How are they going to make pv’s and batteries in the first place?

philipallstar 13 hours ago | parent | prev | next [-]

What do you mean, we haven't left anyone something?

rationalist 9 hours ago | parent [-]

I've heard a few people say we've already drilled all of the easy-to-get oil, so the next civilization may not develop using oil.

But maybe all that means is they will master some other technology that we did not. It seems like previous civilizations have mastered technology that we cannot figure out.

lyu07282 10 hours ago | parent | prev [-]

Colonialism never really ended it just transitioned into a different form, sometimes even very overtly like parts of africa are still using the french colonial currency union (CFA) for example, the IMF keeps the global south in debt entrapment with structural adjustment programs designed to prevent development. etc. etc. we never really left them alone

wahern 9 hours ago | parent | next [-]

> IMF keeps the global south in debt entrapment with structural adjustment programs designed to prevent development. etc. etc. we never really left them alone

Countries invite IMF assistance. If they wanted to be left alone, all they have to do is do nothing. If IMF loans didn't have strings attached, they wouldn't be able to borrow money, as it's those strings which build bond investor confidence. The entire point of IMF assistance is to avoid being cutoff from international borrowing for being horrible credit risks (again).

The root cause of national debt problems is primarily government corruption, but also mismanagement, often at the behest of populist politics that excuse economic policy failures by, e.g., scapegoating outside forces. The US isn't immune to this problem, either, it just happens that the US had, albeit intermittently, long enough runs of solid financial management (e.g. Hamilton during the Founding) that it could grow an economic base that could withstand intermittent periods of mismanagement without the entire economy collapsing (yet).

Even when a country is dealt a really crappy hand at the outset, it's not irreversible. Haiti is the poster child for crushing debt unfairly imposed by foreign powers, yet the Dominican Republic had the same history, but managed to overcome it. In some instances, interventions blamed for keeping Haiti oppressed were precisely what helped the Dominican Republic flourish.

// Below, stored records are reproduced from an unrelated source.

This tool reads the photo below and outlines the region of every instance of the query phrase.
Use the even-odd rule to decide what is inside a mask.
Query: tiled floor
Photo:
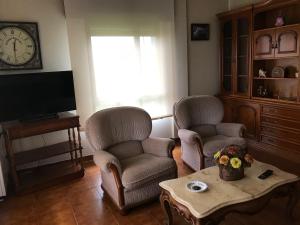
[[[180,160],[180,150],[174,152],[179,175],[191,171]],[[159,202],[139,207],[121,216],[100,188],[99,168],[86,165],[82,179],[64,183],[34,194],[8,197],[0,203],[0,225],[160,225],[164,215]],[[284,221],[287,199],[273,200],[255,216],[229,215],[222,225],[288,225]],[[295,225],[300,225],[300,204]],[[175,217],[176,225],[186,224]]]

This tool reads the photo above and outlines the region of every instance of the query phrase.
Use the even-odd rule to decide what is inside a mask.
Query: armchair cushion
[[[127,191],[153,183],[162,176],[174,174],[177,169],[173,159],[147,153],[121,160],[121,164],[122,184]]]
[[[217,135],[217,130],[215,125],[199,125],[199,126],[193,126],[190,128],[190,130],[195,131],[198,133],[201,137],[210,137]]]
[[[200,142],[202,141],[200,135],[191,130],[180,129],[178,130],[178,136],[181,141],[184,141],[187,144],[196,144],[197,140]]]
[[[95,151],[94,153],[94,162],[96,163],[96,165],[100,166],[100,169],[106,173],[109,173],[109,168],[108,165],[110,163],[114,164],[118,171],[119,174],[122,174],[122,166],[120,161],[113,156],[112,154],[105,152],[105,151]]]
[[[107,149],[109,153],[119,160],[142,154],[143,147],[140,141],[127,141],[114,145]]]
[[[240,137],[227,137],[224,135],[216,135],[212,137],[203,138],[203,153],[206,157],[213,157],[213,155],[228,145],[245,146],[246,141]]]
[[[219,123],[217,133],[228,137],[242,137],[246,127],[240,123]]]
[[[172,157],[170,153],[175,147],[175,142],[169,138],[149,137],[142,141],[142,146],[145,153],[162,157]]]

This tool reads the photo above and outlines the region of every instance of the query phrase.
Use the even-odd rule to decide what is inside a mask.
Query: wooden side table
[[[9,122],[2,124],[5,147],[10,162],[10,173],[15,191],[28,192],[47,187],[68,179],[84,176],[79,116],[70,113],[59,114],[58,118],[35,122]],[[68,140],[16,153],[12,142],[16,139],[65,130]],[[58,162],[32,169],[17,170],[18,165],[35,162],[68,153],[70,161]]]
[[[266,169],[274,174],[266,180],[257,178]],[[191,180],[201,180],[209,189],[192,193],[186,188]],[[239,181],[226,182],[219,178],[218,168],[210,167],[194,174],[160,183],[160,201],[168,225],[173,224],[171,208],[193,225],[217,225],[231,212],[255,214],[277,196],[289,196],[287,220],[292,219],[297,204],[297,183],[300,178],[278,168],[256,161],[246,169],[246,177]]]

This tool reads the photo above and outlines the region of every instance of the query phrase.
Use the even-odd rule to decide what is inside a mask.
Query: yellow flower
[[[221,155],[221,151],[218,151],[214,154],[214,158],[217,159],[220,157],[220,155]]]
[[[238,169],[242,165],[242,161],[239,158],[231,158],[230,164],[233,168]]]
[[[219,163],[224,165],[224,166],[227,166],[228,162],[229,162],[229,157],[227,155],[222,155],[220,160],[219,160]]]

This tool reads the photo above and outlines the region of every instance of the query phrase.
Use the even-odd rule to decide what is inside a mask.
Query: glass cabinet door
[[[222,87],[223,92],[232,92],[232,21],[223,24],[223,69]]]
[[[249,83],[249,49],[250,32],[249,19],[247,17],[237,19],[236,40],[236,92],[237,94],[248,94]]]

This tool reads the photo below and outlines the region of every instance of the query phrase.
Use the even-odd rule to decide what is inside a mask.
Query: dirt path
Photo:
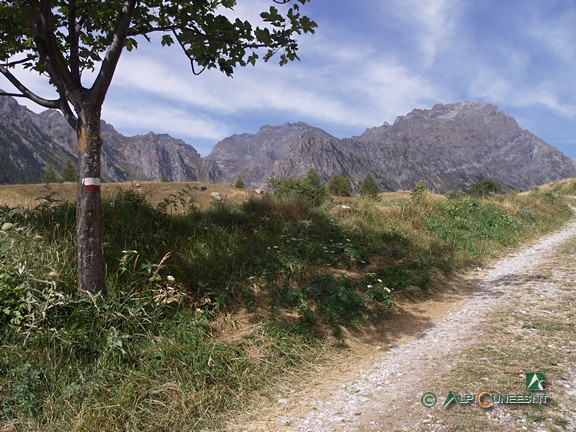
[[[575,256],[573,222],[454,290],[404,304],[376,340],[226,430],[576,430]],[[547,405],[442,408],[450,391],[527,394],[527,372],[545,373]]]

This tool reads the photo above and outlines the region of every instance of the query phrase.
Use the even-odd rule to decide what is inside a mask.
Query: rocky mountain
[[[36,115],[11,97],[0,97],[0,183],[32,183],[47,166],[72,158],[36,123]]]
[[[234,182],[240,176],[247,184],[263,186],[276,174],[275,162],[290,158],[295,143],[307,131],[330,137],[323,130],[302,122],[263,126],[256,134],[245,133],[223,139],[206,159],[218,164],[224,173],[223,181]]]
[[[324,180],[338,173],[358,185],[371,172],[386,190],[426,180],[439,192],[462,190],[483,178],[526,190],[576,175],[570,158],[479,102],[416,109],[392,125],[347,139],[304,123],[265,126],[221,141],[208,158],[218,162],[224,177],[240,175],[253,185],[303,176],[310,167]]]
[[[102,122],[102,179],[216,182],[222,176],[214,161],[203,160],[184,141],[148,133],[126,137]],[[48,166],[59,173],[76,159],[76,133],[54,110],[40,114],[0,97],[1,183],[42,181]]]
[[[574,161],[493,105],[437,104],[416,109],[390,125],[339,139],[306,123],[263,126],[255,134],[220,141],[202,159],[183,141],[148,133],[126,137],[102,122],[102,177],[233,183],[265,187],[271,177],[301,177],[314,167],[357,187],[370,172],[385,190],[409,189],[419,180],[439,192],[459,191],[483,178],[510,189],[575,177]],[[35,114],[0,97],[0,183],[42,180],[76,158],[76,135],[57,111]]]

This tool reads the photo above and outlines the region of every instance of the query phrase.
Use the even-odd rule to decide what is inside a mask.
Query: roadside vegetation
[[[332,198],[318,181],[210,205],[196,185],[117,189],[106,298],[76,291],[73,203],[0,207],[0,430],[213,427],[344,329],[385,325],[395,296],[571,217],[564,189]]]

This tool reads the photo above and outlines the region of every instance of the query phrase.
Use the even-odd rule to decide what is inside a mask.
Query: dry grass
[[[206,189],[200,190],[202,186]],[[55,192],[59,199],[75,201],[76,188],[76,183],[54,183],[49,188],[44,184],[0,185],[0,205],[7,205],[11,208],[32,208],[42,202],[43,197],[50,191]],[[229,203],[240,203],[256,194],[247,189],[237,189],[220,184],[129,182],[103,184],[102,198],[112,198],[119,191],[127,190],[143,193],[153,205],[185,190],[186,196],[184,198],[190,196],[194,205],[200,209],[208,207],[214,201],[210,192],[219,192],[222,198]]]
[[[200,190],[201,187],[206,188]],[[56,193],[57,198],[64,201],[76,200],[76,183],[53,183],[49,189],[45,184],[22,184],[22,185],[0,185],[0,205],[7,205],[11,208],[32,208],[42,202],[50,191]],[[189,193],[185,198],[192,197],[194,204],[199,209],[204,209],[214,201],[210,192],[219,192],[222,198],[229,203],[240,203],[256,193],[249,189],[238,189],[221,184],[203,184],[198,182],[126,182],[126,183],[104,183],[102,185],[102,198],[112,198],[119,191],[134,190],[146,195],[148,201],[156,205],[162,200],[171,198],[176,194],[186,190]],[[375,200],[362,200],[365,205],[377,205],[383,211],[387,207],[396,206],[398,203],[409,200],[410,191],[383,192]],[[444,195],[429,194],[435,201],[444,201]],[[335,202],[340,205],[351,205],[358,202],[358,197],[335,197]]]

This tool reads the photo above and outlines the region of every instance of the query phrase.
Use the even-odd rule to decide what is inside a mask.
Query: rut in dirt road
[[[450,373],[459,353],[489,336],[490,314],[523,299],[534,272],[542,265],[553,265],[559,248],[574,238],[576,222],[498,261],[483,271],[479,289],[458,311],[446,315],[421,337],[376,354],[370,366],[358,370],[353,379],[330,383],[321,390],[287,394],[279,400],[272,418],[237,424],[230,430],[444,430],[441,424],[432,424],[431,411],[422,406],[422,395],[432,388],[436,377]],[[542,296],[555,295],[553,289],[548,291]],[[572,390],[576,397],[576,389]]]

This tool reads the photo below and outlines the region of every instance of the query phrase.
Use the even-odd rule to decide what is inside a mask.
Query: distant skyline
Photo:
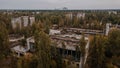
[[[0,0],[0,9],[120,9],[120,0]]]

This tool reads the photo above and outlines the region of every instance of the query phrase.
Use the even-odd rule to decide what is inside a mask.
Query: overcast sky
[[[0,0],[0,9],[120,9],[120,0]]]

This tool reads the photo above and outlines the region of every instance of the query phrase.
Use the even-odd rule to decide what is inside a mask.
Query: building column
[[[71,50],[71,56],[72,56],[72,50]]]
[[[18,52],[18,57],[20,57],[20,53]]]
[[[67,50],[67,55],[68,55],[68,50]]]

Likewise, nobody hears about the IMF success stories, just the failures; and it's not because the former don't exist or are rare.

WalterBright 8 hours ago | parent | next [-]

> Even when a country is dealt a really crappy hand at the outset, it's not irreversible

Hong Kong was poor until 1965, when they got tired of poverty and switched to free markets. The result was amazing prosperity.

unmole 6 hours ago | parent [-]

> switched to free markets

Hong Kong has been all about free markets since the end of the Opium Wars.

crossroadsguy 8 hours ago | parent | prev [-]

> Countries invite IMF assistance. If they wanted to be left alone, all they have to do is do nothing ….

Right. Countries that were stripped of anything and everything (lit-fucking-rally) and then left to fend for themselves when it suited the looters, they were enslaved (in every sense), "do" these things, "invite" these things! Yup. That's exactly what happens.

Just the blacks in USA and the browns in the Indian Subcontinent are backward because they "invite" those backwardness, all they have to do is stand on their feet, and how it is spelled around the West, "pull their weight". So it is.

Ffs!

cpursley 9 hours ago | parent | prev [-]

I'm happy other people are thinking about this. One of the big stories over the fast years that few know about is a number of the French colonies kicking off the shackles. Can they make it on their own or with their new Chinese and Russian "friends"? Guess we'll see.

philipallstar 14 hours ago | parent | prev | next [-]

That's how amazing Rome was - doing something far larger 1000 years prior to the Maya.

lapetitejort 16 hours ago | parent | prev | next [-]

All of this without pack animals or the wheel.

renewiltord 15 hours ago | parent | prev [-]

The Dark Ages never happened. They had electric lighting and then the sunlight came out.